State of Coahuila becomes first in Mexico to pass marriage in the legislature
September 02, 2014
This week, the state of Coahuila in Mexico became the first state in the country to approve the freedom to marry in the state legislature. The state, which borders Texas in the United States, joins the Federal District and Quintana Roo in extending the freedom to marry to all same-sex couples.
By a vote of 19-1, the legislature in Coahuila approved this language:
"Marriage is the free union with full consent of two people, which has as its objective to realize community life where both [people] seek respect, equality and mutual aid, and make in a free, responsible, voluntary and informed way reproductive decisions that fit their life project, including the possibility of procreation or adoption."
The bill is set to take effect in one week.
Throughout the rest of Mexico, momentum continues to build for marriage.

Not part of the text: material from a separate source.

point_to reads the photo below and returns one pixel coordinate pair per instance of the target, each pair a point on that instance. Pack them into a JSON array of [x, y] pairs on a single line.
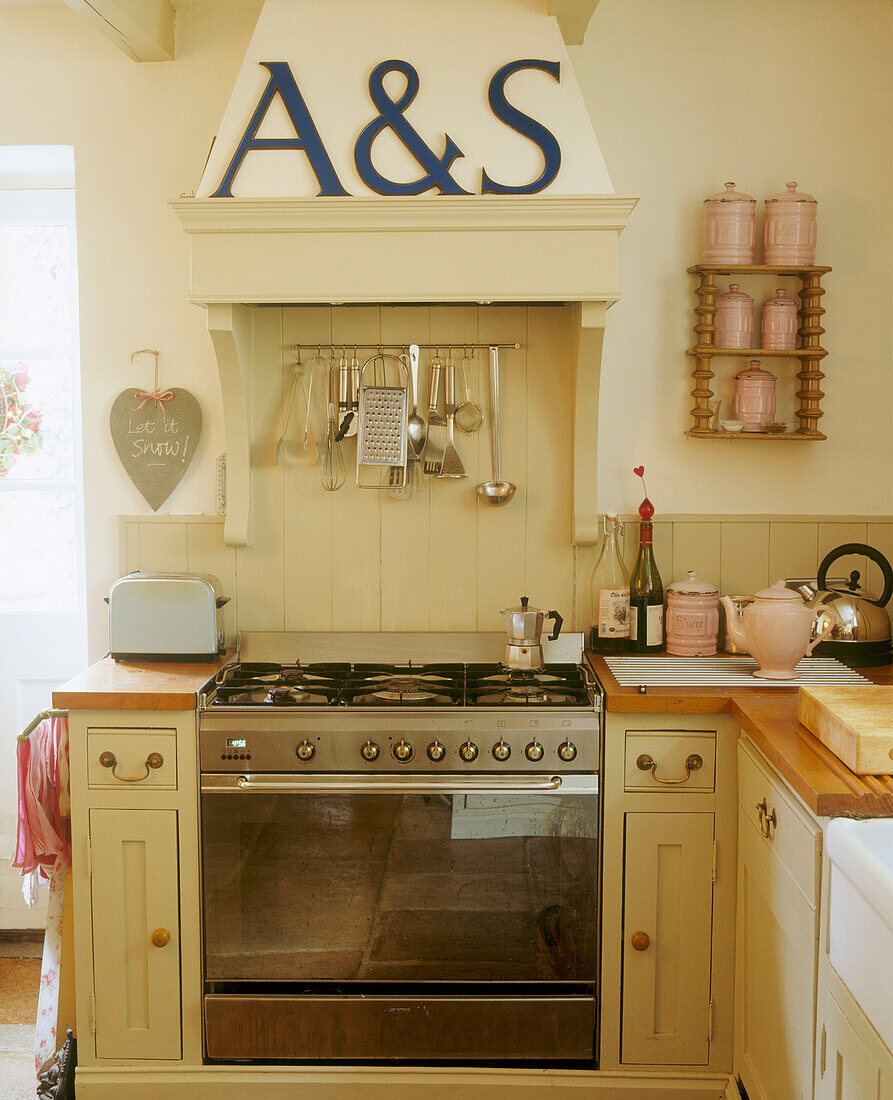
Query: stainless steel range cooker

In December 2012, the Mexican Supreme Court declared that the Oaxaca civil code restricting marriage to different-sex couples is unconstitutional, but Mexican law dictates that the ruling only applied to the three couples who filed the suit. If the Mexican Supreme Court rules the same way in two additional cases, binding national precedent is set,, and all other jurisdictions in the country will have the freedom to marry. The movement this week in Coahuila is a strong step in the right direction for freedom for all Mexico residents.
Worldwide, more than 10 percent of the global population lives in a jurisdiction where same-sex couples have the freedom to marry. Same-sex couples can share (or will soon be able to share) in the freedom to marry in 19 countries.

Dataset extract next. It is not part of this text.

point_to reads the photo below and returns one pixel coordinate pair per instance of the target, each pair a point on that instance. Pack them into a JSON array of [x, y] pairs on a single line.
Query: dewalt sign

Nationwide, gay and lesbian people are free to marry in Argentina, Belgium, Brazil, Canada, Denmark, England/Wales/Scotland, France, Iceland, Luxembourg, The Netherlands, New Zealand, Norway, Portugal, Scotland, South Africa, Spain, Sweden, Uruguay. In Mexico and the United States, same-sex couples have the freedom to marry in some jurisdictions, with 44% of the United States population living in 19 marriage states and the District of Columbia and Mexico City and the state of Quintana Roo representing Mexico.